[jira] Commented: (AVRO-258) Higher-level language for authoring schemata

Todd Lipcon (JIRA) Fri, 18 Dec 2009 12:23:42 -0800

    [ 
https://issues.apache.org/jira/browse/AVRO-258?page=com.atlassian.jira.plugin.system.issuetabpanels:comment-tabpanel&focusedCommentId=12792626#action_12792626
 ]


Todd Lipcon commented on AVRO-258:
----------------------------------

bq. First, I don't think we want to make such a tool a part of the spec

Fair enough - I'm ambivalent there.

bq. Perl or Python might thus be preferable to Java. 

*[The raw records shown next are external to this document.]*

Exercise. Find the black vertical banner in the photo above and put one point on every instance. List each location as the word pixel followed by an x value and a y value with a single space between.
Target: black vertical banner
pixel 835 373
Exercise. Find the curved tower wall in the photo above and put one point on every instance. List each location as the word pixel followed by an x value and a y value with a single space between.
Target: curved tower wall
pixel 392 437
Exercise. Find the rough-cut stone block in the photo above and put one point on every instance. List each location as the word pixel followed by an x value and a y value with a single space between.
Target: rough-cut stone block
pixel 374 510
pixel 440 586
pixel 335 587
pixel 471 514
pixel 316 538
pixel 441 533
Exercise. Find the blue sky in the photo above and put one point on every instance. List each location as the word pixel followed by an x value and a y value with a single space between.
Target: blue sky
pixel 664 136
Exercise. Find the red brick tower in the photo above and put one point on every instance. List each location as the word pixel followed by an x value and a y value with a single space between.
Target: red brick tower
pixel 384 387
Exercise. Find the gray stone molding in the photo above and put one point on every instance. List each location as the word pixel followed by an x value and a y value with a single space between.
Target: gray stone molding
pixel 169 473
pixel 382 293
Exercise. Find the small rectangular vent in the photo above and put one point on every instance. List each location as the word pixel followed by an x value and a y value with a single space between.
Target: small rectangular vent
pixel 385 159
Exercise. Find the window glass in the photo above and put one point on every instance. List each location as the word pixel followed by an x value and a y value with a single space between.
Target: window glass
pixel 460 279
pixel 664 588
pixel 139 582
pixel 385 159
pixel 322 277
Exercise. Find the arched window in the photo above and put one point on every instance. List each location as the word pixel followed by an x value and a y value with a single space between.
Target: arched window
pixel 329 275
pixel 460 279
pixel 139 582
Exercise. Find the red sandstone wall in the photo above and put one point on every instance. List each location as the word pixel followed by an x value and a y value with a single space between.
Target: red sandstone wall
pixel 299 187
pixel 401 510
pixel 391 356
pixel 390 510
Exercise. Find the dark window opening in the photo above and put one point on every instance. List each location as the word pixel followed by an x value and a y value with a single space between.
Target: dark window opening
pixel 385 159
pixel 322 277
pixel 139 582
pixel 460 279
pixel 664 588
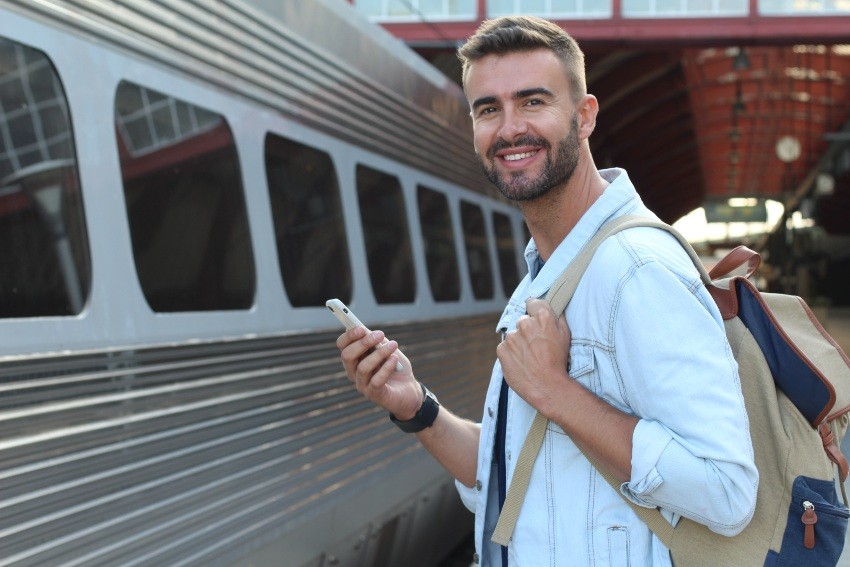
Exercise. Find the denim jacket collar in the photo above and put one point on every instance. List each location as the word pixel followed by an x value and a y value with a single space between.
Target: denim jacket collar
pixel 619 198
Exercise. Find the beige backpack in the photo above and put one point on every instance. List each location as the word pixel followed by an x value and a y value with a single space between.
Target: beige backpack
pixel 796 385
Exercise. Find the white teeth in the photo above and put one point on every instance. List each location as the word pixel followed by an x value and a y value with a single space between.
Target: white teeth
pixel 514 157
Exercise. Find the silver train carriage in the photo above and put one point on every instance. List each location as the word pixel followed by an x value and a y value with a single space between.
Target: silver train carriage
pixel 182 186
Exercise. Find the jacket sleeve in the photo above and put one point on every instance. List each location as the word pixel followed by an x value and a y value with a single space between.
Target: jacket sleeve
pixel 692 453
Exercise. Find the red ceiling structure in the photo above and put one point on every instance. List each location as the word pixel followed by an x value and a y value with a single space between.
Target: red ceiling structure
pixel 694 108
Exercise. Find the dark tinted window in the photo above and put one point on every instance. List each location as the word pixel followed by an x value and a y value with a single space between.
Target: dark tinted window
pixel 439 241
pixel 506 251
pixel 386 234
pixel 44 262
pixel 185 203
pixel 312 250
pixel 477 254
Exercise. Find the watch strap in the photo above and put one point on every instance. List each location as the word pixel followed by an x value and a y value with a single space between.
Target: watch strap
pixel 424 418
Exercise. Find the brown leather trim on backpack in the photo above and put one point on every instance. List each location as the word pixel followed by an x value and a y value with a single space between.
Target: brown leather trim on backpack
pixel 832 450
pixel 726 300
pixel 733 260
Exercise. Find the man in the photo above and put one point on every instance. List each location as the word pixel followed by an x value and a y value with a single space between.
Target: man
pixel 642 378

I looked at some Python based parsers, but the issue is that many of them rely 
on libraries rather than code generation. Many of those libraries are GPL or 
LGPL license, and also aren't available on CentOS/RHEL 5, which means that in a 
lot of ways it's _less_ deployable than Java. Pyparsing, which I like a lot and 
have used before, is a friendly license but still has the library requirement, 
and would still have to bundled with the script. Having recently worked on some 
python software that bundles a lot of library dependencies, it's a huge huge 
_huge_ pain. :)

I actually almost did this in C/C++ with straight lex/yacc, but went towards 
Java since it was easier for a quick first pass. Moving to C in the long run 
would be fine by me for the reasons you outlined.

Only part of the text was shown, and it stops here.